RoCo a écrit:Loïc Charpentier a écrit:
Par contre, le modèle du 8,8 cm Pak n'étant pas précisé[/i][/b]
J'ai oublié de préciser : pour les compagnies dotées en 8.8 cm : il s'agit de 8,8 cm Pak 43
Festungs-Pak-Kompanie 23/X

Source : BAMA

Roger,
Que lis-tu dans la rubrique
LKW (camions)? Le "
Soll", dotation théorique, est nul, mais il y a en
Ist des griffonnages au crayon que je ne parviens pas à lire. Sinon, on a bien 12 "
Protzen", chariots d'avant-train hippomobiles, pour les 12 pièces russes de
7,62 cm JK 290 (r), modèle 1902/30 - aucune dotation en
8,8 cm Pak 43 - et seulement deux malheureux bourrins (
Pferde)...sachant qu'il en faut, au moins, quatre, voire six, pour remorquer une pièce de 7,62 cm et son avant-train!

... ce qui me laisserait à penser que ces deux bourrins étaient des "bêtes de selle" montées par des officiers de l'unité.
Ces
Festungs-Pak-Kompanien étaient manifestement des unités statiques!
... ces unités sont positionnées systématiquement à l'ouest de ces lignes.
quelle est l'utilité de positionner des unités statiques en dehors de lignes de défense et à l'arrière du front ?
Si l''artillerie de campagne est positionnée sur les arrières de la
FKL ou les
Infanterie-Geschütze (
IG 18,
s.IG 33), sur ou au plus près de cette même
FKL, les pièces antichars étaient, elles, généralement, mises en batterie "en amont" de la
FKl, et disposées,de préférence, afin de prendre en enfilade les voies d'accès possibles pour l'adversaire - cas particulier, le
8,8 cm Pak 43 L/71, qui , à l'époque, pouvait fumer "de front" n'importe quel blindé allié ou soviétique entre1500 et 2000 m!
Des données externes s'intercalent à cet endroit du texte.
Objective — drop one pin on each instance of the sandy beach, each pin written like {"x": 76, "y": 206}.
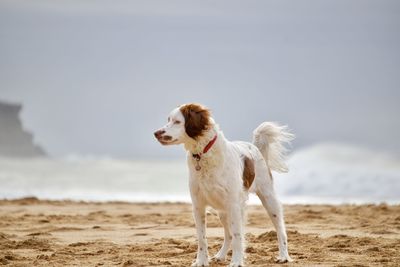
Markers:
{"x": 64, "y": 233}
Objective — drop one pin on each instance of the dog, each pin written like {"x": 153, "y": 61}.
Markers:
{"x": 222, "y": 174}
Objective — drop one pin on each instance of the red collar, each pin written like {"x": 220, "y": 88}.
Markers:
{"x": 206, "y": 148}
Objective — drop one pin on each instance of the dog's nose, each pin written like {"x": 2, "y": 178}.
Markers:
{"x": 159, "y": 133}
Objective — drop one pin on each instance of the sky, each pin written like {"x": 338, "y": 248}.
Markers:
{"x": 98, "y": 77}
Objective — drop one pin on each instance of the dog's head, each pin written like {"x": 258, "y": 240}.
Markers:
{"x": 186, "y": 121}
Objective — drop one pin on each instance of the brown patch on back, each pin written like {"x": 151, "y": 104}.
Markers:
{"x": 197, "y": 119}
{"x": 248, "y": 172}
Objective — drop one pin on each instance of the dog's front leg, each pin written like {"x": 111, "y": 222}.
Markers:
{"x": 200, "y": 221}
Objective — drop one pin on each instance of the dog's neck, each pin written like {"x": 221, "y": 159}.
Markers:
{"x": 196, "y": 146}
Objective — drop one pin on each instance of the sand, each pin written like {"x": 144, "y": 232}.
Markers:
{"x": 63, "y": 233}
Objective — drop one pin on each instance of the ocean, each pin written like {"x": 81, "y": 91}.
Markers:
{"x": 321, "y": 174}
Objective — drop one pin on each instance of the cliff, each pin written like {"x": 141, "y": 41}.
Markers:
{"x": 14, "y": 140}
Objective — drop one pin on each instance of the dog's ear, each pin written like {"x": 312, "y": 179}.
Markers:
{"x": 197, "y": 119}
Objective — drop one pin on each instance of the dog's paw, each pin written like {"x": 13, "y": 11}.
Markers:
{"x": 283, "y": 259}
{"x": 199, "y": 263}
{"x": 217, "y": 258}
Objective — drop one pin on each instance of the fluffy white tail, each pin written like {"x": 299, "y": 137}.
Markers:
{"x": 270, "y": 138}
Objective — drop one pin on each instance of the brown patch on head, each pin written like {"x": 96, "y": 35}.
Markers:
{"x": 248, "y": 172}
{"x": 197, "y": 119}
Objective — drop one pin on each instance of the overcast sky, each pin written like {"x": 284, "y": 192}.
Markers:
{"x": 98, "y": 77}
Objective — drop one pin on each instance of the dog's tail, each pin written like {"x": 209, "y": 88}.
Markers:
{"x": 270, "y": 139}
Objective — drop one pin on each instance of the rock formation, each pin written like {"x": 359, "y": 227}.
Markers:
{"x": 15, "y": 141}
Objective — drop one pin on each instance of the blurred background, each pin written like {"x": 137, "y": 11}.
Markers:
{"x": 84, "y": 84}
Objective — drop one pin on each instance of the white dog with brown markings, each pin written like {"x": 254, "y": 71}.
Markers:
{"x": 223, "y": 173}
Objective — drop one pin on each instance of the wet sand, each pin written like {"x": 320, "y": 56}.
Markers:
{"x": 63, "y": 233}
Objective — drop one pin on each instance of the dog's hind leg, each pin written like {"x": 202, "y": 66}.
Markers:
{"x": 274, "y": 209}
{"x": 221, "y": 255}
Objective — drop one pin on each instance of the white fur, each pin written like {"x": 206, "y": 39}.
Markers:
{"x": 219, "y": 183}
Les pièces russes 76,2 mm M 1902/30 étaient créditées , d'après les documents allemands, d'une "portée efficace visuelle" de 800 m, en tir direct - la qualité des dispositifs optiques de visée produits par les Soviétiques étant assez médiocre! -. De toute manière, sur le flanc des Vosges, cette possible "visibilité" de 800 m constituait bien souvent un "must", car elle était souvent, dans le meilleur des cas, de l'ordre de 500/600 m.
Dès lors, vue la disposition des pièces antichars, tout reposait sur la qualité de leurs dissimulations, leurs camouflages et, surtout, la "compétence opérationnelle" des équipes de servants afin qu'elles ne déclenchent leurs premiers tirs le plus tardivement et à la distance la plus courte possible. En dézinguant, très vite, deux à trois blindés à la suite (devant et derrière), dans une colonne ennemie en progression, cette dernière se repliait rapidement, sachant que la brutalité de l'engagement, la vitesse des tirs et la qualité des impacts limitaient d'autant la localisation précise des pièces antichars par l'adversaire!
Globalement, les positions antichars "tractées", même, disposant d'un parc suffisant de tracteurs d'artillerie tout-terrain, avec des pièces qui pesaient 1,7 à 4,2 tonnes, étaient, toutes , +/- "condamnées à court terme"... leur "rentabilité militaire" se résumant, en raison de leur "moindre coût" de production, au nombre de blindés détruits (eux, nettement plus coûteux!) avant son "retrait" ou son abandon sur le terrain. Au bout d'un moment, les positions des pièces les mieux dissimulées finissaient par être repérées, ce qui déclenchait un "pilonnage" d'artillerie ou l'emploi de "
Jabos"... la spécialité de
Panzerjäger, quelque était le camp, notamment avec des pièces antichars tractées, ayant toujours été quelque peu "suicidaire". Là, en plus, côté allemand, on a à faire à des unités antichars (statiques!) constituées de "bric et de broc", avec, bien souvent, des "pieds plats" issus d'unités de sécurité, formés à la va-vite!